Carrot halwa better to known as Gajar Ka Halwa is one of the famous desserts originated mainly in North-India .This traditional dish is made for occasions or festivals. In winter almost all North Indian households make it at least 3-4 times. Specially in winter this dessert is mostly used to prepare because red carrot is generally available during this time and red carrot is sweet in taste that enhance its taste more but orange colored carrot also can be used .It doesn’t differ the taste much. I can surely promise you that one bowl of hot carrot halwa will make your day special.
Very simple and minimum ingredients are required for this recipe. Basically grated carrot, cream milk, sugar, ghee and cardamom are need for this dish. Sometimes you can cut the carrot in cube .After boiling in milk, can mashed it. Instead of milk you can use condensed milk or readymade mawa.
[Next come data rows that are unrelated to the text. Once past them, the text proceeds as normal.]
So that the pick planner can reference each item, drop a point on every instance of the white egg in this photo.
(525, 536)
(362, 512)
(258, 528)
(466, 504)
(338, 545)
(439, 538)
Here I used full cream milk.
We all know that Mawa is made reducing the milk, what I used in addition is one pinch of alam .It doesn’t convert the milk into chana, only help to make very little curdle that gives a very nice texture of milk. But it is totally optional. You can avoid it.Frankly speaking it was my experiment and I got the awesome result, so I am sharing with you all. So let’s start to make it..
· Carrot (grated)-5 medium sized
· Full cream milk-1 liter
· Sugar-1/4 cup +2 tsp using measurement cup and spoon.(sugar amount can be reduced according to taste.)
· Ghee-3 -4 tbsp.+1 tsp.
· 1/2 of crashed black cardamom
· 1 green cardamom crashed
· Just only 2 drops of lemon juice or only one pinch of alam
· Roughly chopped cashewnuts -1 handfull
· Chopped almond for garnishing
· Iron kadai or nonstick kadai both can be used to make it. I used big mouthed iron kadai.
· Heat a kadai, add 3-4 tbsp of ghee, when its hot moderately add grated carrot in it and fry it 9-10 minutes with stirring.
· Next add sugar and mix well, fry for more 1-2 minutes.
· Now add milk and let it boil for 5 minutes at high flame, then at medium heat let it boil with constant stirring until the full milk is reduced in half.
· Then add 2 drops lemon juice or one pinch of alam (it helps milk to make little curdle only not chana) and roughly chopped cashewnuts, cardamoms and then mix.
(I roasted the cashewnuts in little bit of ghee then added, but if you want can add without roasted)
· Stir constantly until the milk is reduced totally and will be looked like mawa and thick layered along with carrot.
· Serve hot garnishing with chopped almonds and cashewnuts.